Congrats, a financial windfall has come your way! Whether it’s a hefty bonus, an inheritance, or proceeds from a sale, it feels good to have some extra cash padding your financial accounts.

When we have some extra cash lying around, it’s tempting to immediately splurge and treat ourselves to something extravagant. Of course, there’s nothing wrong with doing so. Life is not all about responsibilities, and we should reward ourselves from time to time.

But if you’d like to be smarter about your money, this is the time to think about giving this extra cash a purpose. Consider your current financial circumstances, figure out your needs, and put that extra money to good use.

Here are seven ways you can use your extra cash wisely.

Pay off debt

One smart way to use your extra cash is to use it get yourself out of the red. If you have an outstanding loan or consumer debt, funnel the extra money to paying it off more quickly. This is especially beneficial if it’s high interest debt, such as an outstanding credit card balance.

Don’t forget: credit cards have a high interest rate of up to 24% per annum. Having a $5,000 balance on your card for a year could see you paying up to $1,200 in interest alone! And while you may be comfortable with meeting the minimum monthly payments, the interest rate is applied against the outstanding amount, and that can add up to quite a sum.

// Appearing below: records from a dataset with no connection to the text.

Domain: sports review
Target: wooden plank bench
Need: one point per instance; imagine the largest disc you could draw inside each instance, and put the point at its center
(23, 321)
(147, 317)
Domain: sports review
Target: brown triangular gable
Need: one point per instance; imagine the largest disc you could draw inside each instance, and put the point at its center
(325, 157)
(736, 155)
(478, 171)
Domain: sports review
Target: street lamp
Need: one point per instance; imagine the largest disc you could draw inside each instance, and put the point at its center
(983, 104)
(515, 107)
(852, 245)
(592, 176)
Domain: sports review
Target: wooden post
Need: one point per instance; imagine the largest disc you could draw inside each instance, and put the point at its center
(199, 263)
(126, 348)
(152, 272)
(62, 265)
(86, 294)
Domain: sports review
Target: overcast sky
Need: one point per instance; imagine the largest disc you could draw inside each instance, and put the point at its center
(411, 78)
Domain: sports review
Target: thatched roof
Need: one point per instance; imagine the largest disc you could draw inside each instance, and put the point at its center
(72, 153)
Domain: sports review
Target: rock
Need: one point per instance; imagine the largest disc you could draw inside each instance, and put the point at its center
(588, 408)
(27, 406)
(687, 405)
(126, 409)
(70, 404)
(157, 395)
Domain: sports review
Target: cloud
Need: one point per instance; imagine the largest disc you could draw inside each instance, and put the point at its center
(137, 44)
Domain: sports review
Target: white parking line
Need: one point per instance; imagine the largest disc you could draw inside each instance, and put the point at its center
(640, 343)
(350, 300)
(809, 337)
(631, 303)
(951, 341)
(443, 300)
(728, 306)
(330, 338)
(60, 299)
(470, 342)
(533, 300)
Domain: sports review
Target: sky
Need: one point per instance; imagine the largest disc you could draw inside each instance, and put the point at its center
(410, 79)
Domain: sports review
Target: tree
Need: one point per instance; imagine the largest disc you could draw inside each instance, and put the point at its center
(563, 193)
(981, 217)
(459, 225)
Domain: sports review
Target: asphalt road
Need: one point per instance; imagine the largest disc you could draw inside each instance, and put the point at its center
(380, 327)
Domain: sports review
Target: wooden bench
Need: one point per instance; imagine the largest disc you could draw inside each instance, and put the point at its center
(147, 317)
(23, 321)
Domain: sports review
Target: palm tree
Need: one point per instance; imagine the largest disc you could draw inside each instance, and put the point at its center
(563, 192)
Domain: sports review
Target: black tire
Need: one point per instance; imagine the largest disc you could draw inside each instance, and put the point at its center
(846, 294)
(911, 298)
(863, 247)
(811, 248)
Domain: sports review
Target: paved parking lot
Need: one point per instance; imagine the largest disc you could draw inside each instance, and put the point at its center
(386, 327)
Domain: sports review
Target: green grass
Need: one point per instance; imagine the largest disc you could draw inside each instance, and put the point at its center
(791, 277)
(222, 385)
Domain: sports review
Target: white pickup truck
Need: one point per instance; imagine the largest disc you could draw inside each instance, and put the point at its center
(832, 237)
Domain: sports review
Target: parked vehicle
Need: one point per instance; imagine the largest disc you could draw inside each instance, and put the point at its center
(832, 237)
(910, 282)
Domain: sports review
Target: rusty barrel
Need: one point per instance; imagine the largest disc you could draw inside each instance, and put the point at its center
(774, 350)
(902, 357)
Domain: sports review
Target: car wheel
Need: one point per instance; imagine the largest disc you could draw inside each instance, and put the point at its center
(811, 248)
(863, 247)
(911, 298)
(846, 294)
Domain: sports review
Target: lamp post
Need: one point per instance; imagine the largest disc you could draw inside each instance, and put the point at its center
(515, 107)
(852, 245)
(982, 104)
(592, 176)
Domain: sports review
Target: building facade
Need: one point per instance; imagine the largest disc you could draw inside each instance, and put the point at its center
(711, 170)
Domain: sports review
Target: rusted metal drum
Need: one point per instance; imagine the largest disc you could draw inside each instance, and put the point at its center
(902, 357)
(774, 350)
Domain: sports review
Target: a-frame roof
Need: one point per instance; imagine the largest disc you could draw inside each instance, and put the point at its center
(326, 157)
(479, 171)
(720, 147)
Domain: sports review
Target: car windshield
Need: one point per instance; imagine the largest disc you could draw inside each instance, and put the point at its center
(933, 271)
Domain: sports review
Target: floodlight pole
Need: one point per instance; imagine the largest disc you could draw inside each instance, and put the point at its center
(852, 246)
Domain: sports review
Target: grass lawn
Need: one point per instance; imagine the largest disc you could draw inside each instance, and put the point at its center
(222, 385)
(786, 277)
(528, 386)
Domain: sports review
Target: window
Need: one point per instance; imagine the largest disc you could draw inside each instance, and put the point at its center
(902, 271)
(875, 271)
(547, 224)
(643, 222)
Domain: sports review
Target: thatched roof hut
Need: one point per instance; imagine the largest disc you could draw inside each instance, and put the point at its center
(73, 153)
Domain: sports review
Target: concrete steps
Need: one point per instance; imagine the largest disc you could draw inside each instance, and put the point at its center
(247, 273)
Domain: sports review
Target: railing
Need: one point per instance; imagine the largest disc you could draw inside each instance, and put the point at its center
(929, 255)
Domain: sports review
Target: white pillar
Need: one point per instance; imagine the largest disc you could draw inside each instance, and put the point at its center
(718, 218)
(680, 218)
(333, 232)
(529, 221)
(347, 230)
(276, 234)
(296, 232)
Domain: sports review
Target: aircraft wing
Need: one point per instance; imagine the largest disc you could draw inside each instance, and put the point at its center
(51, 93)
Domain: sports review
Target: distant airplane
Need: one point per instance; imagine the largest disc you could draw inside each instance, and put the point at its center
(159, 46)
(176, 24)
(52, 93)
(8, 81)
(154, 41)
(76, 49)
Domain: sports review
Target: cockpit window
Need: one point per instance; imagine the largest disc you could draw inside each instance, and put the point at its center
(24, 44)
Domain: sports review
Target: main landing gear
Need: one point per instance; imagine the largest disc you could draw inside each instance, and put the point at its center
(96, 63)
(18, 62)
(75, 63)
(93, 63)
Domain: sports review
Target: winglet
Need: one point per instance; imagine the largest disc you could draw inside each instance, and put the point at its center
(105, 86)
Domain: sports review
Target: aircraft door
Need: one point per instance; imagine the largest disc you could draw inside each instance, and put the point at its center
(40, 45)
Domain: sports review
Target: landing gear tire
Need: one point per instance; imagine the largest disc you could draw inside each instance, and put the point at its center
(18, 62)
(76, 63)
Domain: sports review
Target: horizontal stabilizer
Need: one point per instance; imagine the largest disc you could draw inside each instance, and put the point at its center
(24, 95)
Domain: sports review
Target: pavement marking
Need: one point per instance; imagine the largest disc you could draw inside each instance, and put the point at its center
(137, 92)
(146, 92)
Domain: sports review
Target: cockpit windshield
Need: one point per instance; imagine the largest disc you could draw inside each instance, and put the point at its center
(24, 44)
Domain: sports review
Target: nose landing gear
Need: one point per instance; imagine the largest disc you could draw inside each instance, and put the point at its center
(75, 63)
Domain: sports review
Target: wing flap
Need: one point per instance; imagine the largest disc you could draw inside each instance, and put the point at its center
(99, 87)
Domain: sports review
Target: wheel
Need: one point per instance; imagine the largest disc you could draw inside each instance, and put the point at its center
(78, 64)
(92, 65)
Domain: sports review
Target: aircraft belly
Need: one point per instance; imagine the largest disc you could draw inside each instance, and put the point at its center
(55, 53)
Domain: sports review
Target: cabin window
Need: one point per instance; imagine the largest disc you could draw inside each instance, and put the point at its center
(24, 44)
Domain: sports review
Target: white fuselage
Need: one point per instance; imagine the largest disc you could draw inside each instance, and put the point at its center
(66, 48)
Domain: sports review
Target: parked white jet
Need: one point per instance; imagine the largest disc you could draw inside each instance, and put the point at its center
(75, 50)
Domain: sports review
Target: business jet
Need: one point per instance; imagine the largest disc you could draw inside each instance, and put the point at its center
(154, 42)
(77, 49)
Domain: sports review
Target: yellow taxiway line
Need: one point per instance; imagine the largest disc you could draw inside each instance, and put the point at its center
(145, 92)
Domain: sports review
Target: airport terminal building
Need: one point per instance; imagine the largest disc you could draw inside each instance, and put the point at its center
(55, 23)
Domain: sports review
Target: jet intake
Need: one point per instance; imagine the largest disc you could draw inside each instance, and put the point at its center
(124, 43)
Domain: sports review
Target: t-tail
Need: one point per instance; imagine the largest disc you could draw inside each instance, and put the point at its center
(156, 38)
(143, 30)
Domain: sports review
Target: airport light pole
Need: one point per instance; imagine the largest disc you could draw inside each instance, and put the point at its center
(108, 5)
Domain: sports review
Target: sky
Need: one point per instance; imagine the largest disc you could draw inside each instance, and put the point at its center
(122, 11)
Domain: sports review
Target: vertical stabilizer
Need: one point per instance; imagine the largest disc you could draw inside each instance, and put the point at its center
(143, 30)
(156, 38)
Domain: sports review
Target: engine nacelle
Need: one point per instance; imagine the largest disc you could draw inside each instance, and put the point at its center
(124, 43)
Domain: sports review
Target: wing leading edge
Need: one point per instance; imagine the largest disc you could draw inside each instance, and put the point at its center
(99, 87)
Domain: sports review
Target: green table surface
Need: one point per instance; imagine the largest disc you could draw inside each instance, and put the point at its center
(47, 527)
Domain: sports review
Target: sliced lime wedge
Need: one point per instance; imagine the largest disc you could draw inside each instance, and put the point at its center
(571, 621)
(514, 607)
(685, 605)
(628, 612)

So, if you’re servicing consumer debt, your priority is to eliminate that debt as soon as possible so you can move on to growing your savings and investments.

If you have a large amount of debt, consider seeking advice on how to better manage it. Learn more about any assistance schemes or repayment plans that are available and look into consolidating your debt into Debt Repayment Plan. Such a plan can make it simpler to manage and clear your debts.

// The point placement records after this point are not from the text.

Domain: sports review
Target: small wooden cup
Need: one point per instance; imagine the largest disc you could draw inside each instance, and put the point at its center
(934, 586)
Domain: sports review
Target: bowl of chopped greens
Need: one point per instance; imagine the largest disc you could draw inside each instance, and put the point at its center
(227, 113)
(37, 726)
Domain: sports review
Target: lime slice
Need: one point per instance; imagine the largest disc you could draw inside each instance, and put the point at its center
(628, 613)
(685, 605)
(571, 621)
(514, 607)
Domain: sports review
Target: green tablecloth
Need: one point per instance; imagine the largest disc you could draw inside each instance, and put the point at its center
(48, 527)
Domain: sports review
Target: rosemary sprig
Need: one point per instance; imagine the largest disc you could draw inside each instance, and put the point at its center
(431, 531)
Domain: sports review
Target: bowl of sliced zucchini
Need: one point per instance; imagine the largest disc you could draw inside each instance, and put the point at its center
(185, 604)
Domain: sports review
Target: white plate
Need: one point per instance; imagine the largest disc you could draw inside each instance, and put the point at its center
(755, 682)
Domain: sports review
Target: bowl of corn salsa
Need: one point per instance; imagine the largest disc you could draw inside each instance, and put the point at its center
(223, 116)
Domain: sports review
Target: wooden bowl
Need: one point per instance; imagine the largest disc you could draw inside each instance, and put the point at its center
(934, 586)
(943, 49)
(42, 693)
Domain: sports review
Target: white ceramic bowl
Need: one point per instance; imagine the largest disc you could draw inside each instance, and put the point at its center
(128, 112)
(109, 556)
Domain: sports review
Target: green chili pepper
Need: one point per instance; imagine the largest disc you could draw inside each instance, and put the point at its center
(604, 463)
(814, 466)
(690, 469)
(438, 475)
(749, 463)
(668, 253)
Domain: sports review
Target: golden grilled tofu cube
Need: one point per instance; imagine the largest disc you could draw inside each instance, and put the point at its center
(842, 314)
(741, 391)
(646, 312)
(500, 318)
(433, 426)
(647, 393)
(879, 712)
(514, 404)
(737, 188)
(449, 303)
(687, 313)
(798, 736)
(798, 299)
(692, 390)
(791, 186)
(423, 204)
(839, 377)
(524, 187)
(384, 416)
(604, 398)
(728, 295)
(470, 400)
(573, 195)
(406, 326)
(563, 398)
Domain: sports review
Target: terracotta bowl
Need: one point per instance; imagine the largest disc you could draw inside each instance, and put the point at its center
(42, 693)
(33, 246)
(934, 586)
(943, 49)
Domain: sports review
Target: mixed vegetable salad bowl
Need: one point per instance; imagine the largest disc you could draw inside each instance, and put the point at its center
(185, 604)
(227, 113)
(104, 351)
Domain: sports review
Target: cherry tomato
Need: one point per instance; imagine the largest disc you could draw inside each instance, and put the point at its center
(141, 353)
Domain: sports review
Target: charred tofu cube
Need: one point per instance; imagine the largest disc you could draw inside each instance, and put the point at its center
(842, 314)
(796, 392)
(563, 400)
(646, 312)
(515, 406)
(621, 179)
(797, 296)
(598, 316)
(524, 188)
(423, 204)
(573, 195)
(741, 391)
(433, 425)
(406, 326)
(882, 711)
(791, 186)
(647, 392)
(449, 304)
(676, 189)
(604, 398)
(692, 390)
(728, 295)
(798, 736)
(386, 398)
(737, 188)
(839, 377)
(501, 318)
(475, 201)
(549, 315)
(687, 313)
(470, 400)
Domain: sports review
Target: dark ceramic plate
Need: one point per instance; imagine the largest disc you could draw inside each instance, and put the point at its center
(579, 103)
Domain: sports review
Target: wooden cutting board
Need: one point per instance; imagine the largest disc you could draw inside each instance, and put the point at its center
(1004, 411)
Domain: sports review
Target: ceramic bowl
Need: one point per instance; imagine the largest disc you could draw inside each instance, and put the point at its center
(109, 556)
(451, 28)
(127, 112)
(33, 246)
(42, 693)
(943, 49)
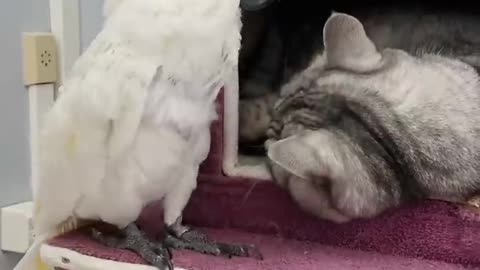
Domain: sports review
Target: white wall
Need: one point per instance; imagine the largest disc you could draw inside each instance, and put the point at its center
(91, 20)
(16, 16)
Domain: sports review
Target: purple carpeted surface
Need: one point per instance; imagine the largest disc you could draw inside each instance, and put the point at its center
(279, 254)
(428, 235)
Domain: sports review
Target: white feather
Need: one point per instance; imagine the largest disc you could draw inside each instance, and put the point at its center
(132, 125)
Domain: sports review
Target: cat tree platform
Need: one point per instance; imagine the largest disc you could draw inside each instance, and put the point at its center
(235, 202)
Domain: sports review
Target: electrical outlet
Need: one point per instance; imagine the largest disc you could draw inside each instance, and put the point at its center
(39, 58)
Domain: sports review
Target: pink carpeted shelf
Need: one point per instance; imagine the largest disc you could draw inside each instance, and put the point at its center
(430, 235)
(280, 254)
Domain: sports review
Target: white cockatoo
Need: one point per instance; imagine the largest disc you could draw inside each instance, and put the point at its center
(132, 124)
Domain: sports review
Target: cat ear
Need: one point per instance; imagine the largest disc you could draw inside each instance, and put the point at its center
(294, 155)
(347, 45)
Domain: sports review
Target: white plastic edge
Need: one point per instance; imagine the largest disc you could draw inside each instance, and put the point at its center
(230, 165)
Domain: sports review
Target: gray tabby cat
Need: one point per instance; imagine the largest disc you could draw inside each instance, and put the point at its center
(368, 127)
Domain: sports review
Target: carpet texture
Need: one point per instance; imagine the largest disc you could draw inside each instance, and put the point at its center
(429, 235)
(279, 254)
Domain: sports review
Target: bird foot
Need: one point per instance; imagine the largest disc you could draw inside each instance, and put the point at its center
(156, 254)
(196, 241)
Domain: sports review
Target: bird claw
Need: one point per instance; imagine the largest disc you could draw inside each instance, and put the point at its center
(155, 253)
(199, 242)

Add it to your emergency fund

If you’re in the black, you can give yourself even more financial security by adding your financial windfall to your emergency fund.

It’s recommended that you have anywhere between three to six months of your monthly income set aside as an emergency fund. This fund is meant to be a financial cushion in the event anything unexpected happens such as a sudden illness, losing your job, or an incident that requires major expenses.

Having an emergency fund means not having to go into debt when faced with unplanned expenses and it can help reduce financial anxiety.

If you have dependents such as elderly parents or children, it’s more important to have sufficient money to care for them in case anything disastrous happens.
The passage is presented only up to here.